It is so cold that we cannot stand still in spite of our fettering fatigue. We tremble and shiver and shed tears, and our teeth chatter. Little by little, with dispiriting tardiness, day escapes from the sky into the slender framework of the black clouds. All is frozen, colorless and empty; a deathly silence reigns everywhere. There is rime and snow under a burden of mist. Everything is white. Paradis moves—a heavy pallid ghost, for we two also are all white. I had placed my shoulder-bag on the other side of the parapet, and it looks as if wrapped in paper. In the bottom of the hole a little snow floats, fretted and gray in the black foot-bath. Outside the hole, on the piled-up things, in the excavations, upon the crowded dead, snow rests like muslin.
Two stooping protuberant masses are crayoned on the mist; they grow darker as they approach and hail us. They are the men who come to relieve us. Their faces are ruddy and tearful with cold, their cheek-bones like enameled tiles; but their greatcoats are not snow-powdered, for they have slept underground.
Paradis hoists himself out. Over the plain I follow his Father Christmas back and the duck-like waddle of the boots that pick up white-felted soles. Bending deeply forward we regain the trench; the footsteps of those who replaced us are marked in black on the scanty whiteness that covers the ground.
Watchers are standing at intervals in the trench, over which tarpaulins are stretched on posts here and there, figured in white velvet or mottled with rime, and forming great irregular tents; and between the watchers are squatting forms who grumble and try to fight against the cold. to exclude it from the meager fireside of their own chests, or who are simply frozen. A dead man has slid down. upright and hardly askew, with his feet in the trench and his chest and arms resting on the bank. He was clasping the earth when life left him. His face is turned skyward and is covered with a leprosy of ice, the eyelids are white as the eyes, the mustache caked with hard slime. Other bodies are sleeping, less white than that one; the snowy stratum is only intact on lifeless things.

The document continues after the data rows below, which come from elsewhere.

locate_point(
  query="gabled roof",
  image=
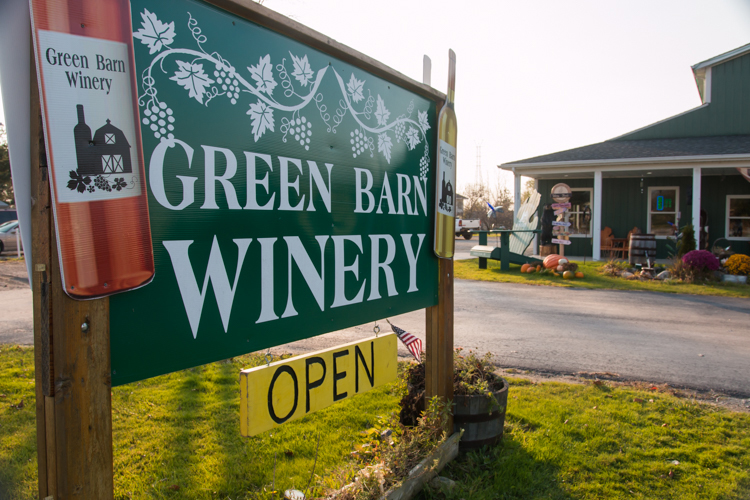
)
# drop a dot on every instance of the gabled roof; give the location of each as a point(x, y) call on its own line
point(650, 148)
point(722, 58)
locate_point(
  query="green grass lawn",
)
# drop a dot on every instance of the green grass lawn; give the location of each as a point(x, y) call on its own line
point(594, 279)
point(177, 436)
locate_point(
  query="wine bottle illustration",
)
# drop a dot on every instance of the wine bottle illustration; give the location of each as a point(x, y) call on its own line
point(84, 57)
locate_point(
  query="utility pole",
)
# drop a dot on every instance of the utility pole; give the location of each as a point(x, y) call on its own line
point(478, 171)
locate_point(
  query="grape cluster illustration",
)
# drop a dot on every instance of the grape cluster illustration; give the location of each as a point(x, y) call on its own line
point(400, 131)
point(301, 129)
point(159, 118)
point(359, 143)
point(229, 84)
point(102, 183)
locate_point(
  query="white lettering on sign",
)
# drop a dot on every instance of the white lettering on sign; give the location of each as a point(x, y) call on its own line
point(402, 195)
point(347, 252)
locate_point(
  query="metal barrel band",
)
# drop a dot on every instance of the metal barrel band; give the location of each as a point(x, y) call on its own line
point(475, 419)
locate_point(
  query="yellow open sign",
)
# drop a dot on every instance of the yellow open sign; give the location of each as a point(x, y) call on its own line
point(290, 389)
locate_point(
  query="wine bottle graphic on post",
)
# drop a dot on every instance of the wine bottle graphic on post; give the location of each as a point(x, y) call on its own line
point(446, 181)
point(84, 57)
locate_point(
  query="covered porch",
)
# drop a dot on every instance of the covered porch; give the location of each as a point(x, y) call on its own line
point(654, 194)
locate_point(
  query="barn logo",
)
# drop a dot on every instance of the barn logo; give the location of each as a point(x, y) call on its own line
point(103, 160)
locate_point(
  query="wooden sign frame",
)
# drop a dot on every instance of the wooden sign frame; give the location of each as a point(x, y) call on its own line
point(71, 337)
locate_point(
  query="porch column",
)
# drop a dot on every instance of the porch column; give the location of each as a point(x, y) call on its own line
point(697, 204)
point(536, 236)
point(596, 220)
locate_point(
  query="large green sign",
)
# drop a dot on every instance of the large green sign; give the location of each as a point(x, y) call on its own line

“We must sleep.” Paradis and I are looking for shelter, a hole where we may hide ourselves and shut our eyes. “It can’t be helped if there are stiffs in the dugouts,” mutters Paradis; “in a cold like this they’ll keep, they won’t be too bad.” We go forward, so weary that we can only see the ground.
I am alone. Where is Paradis? He must have lain down in some hole, and perhaps I did not hear his call. I meet Marthereau. “I’m looking where I can sleep, I’ve been on guard,” he says.
“I, too; let’s look together.”
“What’s all the row and to-do?” says Marthereau. A mingled hubbub of trampling and voices overflows from the communication trench that goes off here. “The communication trenches are full of men. Who are you?”